Hand embroidery is not as popular as it used to be, but it is still being done and customers still request it, particularly for table linens. The first step in the process is to draw the pattern onto tracing paper. A hand-held stitch counter is then dragged over the pattern lines to determine the number of stitches required to embroider it. The embroiderer is paid by the stitch.
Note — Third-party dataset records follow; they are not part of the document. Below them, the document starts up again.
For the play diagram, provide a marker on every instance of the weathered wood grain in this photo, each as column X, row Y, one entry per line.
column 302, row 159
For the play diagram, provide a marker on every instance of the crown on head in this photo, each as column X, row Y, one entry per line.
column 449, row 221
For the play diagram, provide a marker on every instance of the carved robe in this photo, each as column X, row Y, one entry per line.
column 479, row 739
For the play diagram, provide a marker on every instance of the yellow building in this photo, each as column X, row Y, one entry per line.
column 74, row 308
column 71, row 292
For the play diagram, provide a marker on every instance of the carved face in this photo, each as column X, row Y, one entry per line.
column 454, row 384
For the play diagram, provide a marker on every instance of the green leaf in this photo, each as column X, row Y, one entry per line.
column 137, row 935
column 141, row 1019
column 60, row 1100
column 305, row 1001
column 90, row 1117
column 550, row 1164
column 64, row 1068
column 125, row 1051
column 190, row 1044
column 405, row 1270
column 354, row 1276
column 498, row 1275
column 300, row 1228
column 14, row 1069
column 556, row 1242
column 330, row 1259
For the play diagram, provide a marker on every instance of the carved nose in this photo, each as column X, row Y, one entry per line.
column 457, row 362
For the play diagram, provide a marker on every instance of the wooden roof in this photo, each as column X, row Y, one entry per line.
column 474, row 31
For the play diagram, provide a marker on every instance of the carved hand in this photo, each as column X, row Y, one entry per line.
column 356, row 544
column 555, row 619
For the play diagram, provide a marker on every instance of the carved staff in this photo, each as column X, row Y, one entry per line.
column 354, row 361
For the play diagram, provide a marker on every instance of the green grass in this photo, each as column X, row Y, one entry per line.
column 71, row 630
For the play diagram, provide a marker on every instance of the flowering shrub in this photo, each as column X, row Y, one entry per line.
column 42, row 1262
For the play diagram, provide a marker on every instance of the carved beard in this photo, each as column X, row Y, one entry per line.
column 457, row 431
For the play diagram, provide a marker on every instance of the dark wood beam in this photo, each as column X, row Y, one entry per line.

A picote machine driven via foot pedal perforates the paper along the lines of the pattern. An inkpad-like “doll” saturated with ink is swiped over the paper to transfer the pattern onto the fabric below it. In Maderia, Portugal, for example, the printed fabrics, a sheet specifying colors and stitches to be used, and the embroidery threads are given to a delivery agent who farms them out to embroiderers. The embroidered pieces are returned to the factory, washed to remove the ink, and smoothed by hand using heavy, flat-faced irons.
One fancy cutwork tablecloth may take as long as eight months to complete, since only one person can work on the tablecloth at a time to ensure consistency in stitching and to eliminate puckering near the embroidery. One way to tell great embroidery work is to turn the embroidered fabric over to check the neatness and tightness of the embroidery by making sure that the back side embroidery is relatively flat compared to the top side, where it will typically be raised.
Almost all of the great hand embroidery used to be done in Madeira, but now much of it is being done in Vietnam In my opinion, that work is comparable to the European work we’ve seen for centuries. This wasn’t true of Chinese embroidery years ago, but the Vietnamese seem to have mastered the embroidery techniques required to produce quality work.